MovableBlog: Essential Software
Nuance 2.0
March 26, 2004
Earlier this month Matthew Mullenweg wrote a list of the essential software on his PC. Since the main section of this weblog is dying for some content (any content!), here's my list of essential software.
The list is shorter than Matt's because he's obviously far geekier than I am, but in an effort to maintain the appearance of not having lost face, I will add a sentence or two as to why or how I use the software essential to me. This is an inexhaustive list. It may get updated in the next couple of days, but only to append the list. These are all, as you can already tell, Windows software, but I'm itching to buy a new box, get rid of all the software on this one, and install Linux.
- Thunderbird: the newly-added identities feature is very cool if a pain to implement.
- Firefox for web browsing, the Tabbrowser extension for tabbrowsing and the Chatzilla extension for IRC. For a while I had switched away from the then-Firebird client to the Mozilla suite because the former was too slow, but Firefox's speed and feature improvements were too hard to beat. I lost all my bookmarks in the latter thanks to a sloppy nightly build install, but that's okay. Sometimes you need to just start out fresh.
- Photoshop. Okay, I use Photoshop Elements. Because it does everything I need to do. And besides, it's a legit copy.
- SmartFTP: because it's free.
- Putty: because it's free and because it's excellent. This may be sad or funny depending on your outlook, but everything I know about Unix I learned while in ssh.
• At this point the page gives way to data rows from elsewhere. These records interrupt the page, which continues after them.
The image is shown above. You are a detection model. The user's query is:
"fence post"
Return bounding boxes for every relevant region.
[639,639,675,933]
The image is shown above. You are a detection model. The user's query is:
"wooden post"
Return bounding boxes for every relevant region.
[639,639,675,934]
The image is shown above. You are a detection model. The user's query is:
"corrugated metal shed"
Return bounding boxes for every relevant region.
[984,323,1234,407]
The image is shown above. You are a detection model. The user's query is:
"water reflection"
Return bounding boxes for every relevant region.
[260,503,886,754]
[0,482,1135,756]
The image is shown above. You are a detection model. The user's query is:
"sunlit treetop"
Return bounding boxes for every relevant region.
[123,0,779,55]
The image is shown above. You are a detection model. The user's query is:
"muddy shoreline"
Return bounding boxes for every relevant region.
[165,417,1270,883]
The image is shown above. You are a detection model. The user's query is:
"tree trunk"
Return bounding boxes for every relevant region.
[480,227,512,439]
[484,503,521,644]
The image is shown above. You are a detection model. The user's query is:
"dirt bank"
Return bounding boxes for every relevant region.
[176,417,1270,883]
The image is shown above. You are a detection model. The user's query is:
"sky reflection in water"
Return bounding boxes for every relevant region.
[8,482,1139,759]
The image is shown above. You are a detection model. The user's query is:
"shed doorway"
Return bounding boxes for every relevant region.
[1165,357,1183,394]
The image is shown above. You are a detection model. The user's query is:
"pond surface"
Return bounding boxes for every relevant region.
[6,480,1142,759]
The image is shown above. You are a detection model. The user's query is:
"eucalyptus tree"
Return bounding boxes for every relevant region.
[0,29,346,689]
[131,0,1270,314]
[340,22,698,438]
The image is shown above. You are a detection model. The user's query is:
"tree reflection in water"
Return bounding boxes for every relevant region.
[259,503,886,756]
- AIM, YIM and ICQ. I use Windows Messenger that came with XP because I don't use Hotmail (anymore), and why upgrade to something with ads when the ad-free version does everything I need? I don't know how it worked, but except for my Icelandic cousin, only people from British Columbia are on my Windows Messenger contacts list. And yes, I use the separate clients rather than an all-in-one solution because Trillian just didn't do it for me.
- Winamp: to play MP3s and CDs, since my CD player done broke, and SHN and FLAC, and videos. I have installed the Real-Player alternative and uninstalled the real Real, but I don't consider either essential.
- FeedDemon: for the longest time I held out, using SharpReader because it was free (and because it supported <wfw:commentrss>, Phil Ringnalda's feed being the only one in my list that actually implements it). But FeedDemon is both faster and prettier. (You often get what you pay for, especially if it's free: in my aside about a free RSS reader for Internet Explorer, I had the biggest problems with the "free" and "Internet Explorer" parts.)
- Symantec AntiVirus Corporate Edition: I got it cheap through a bulk deal at my alma mater.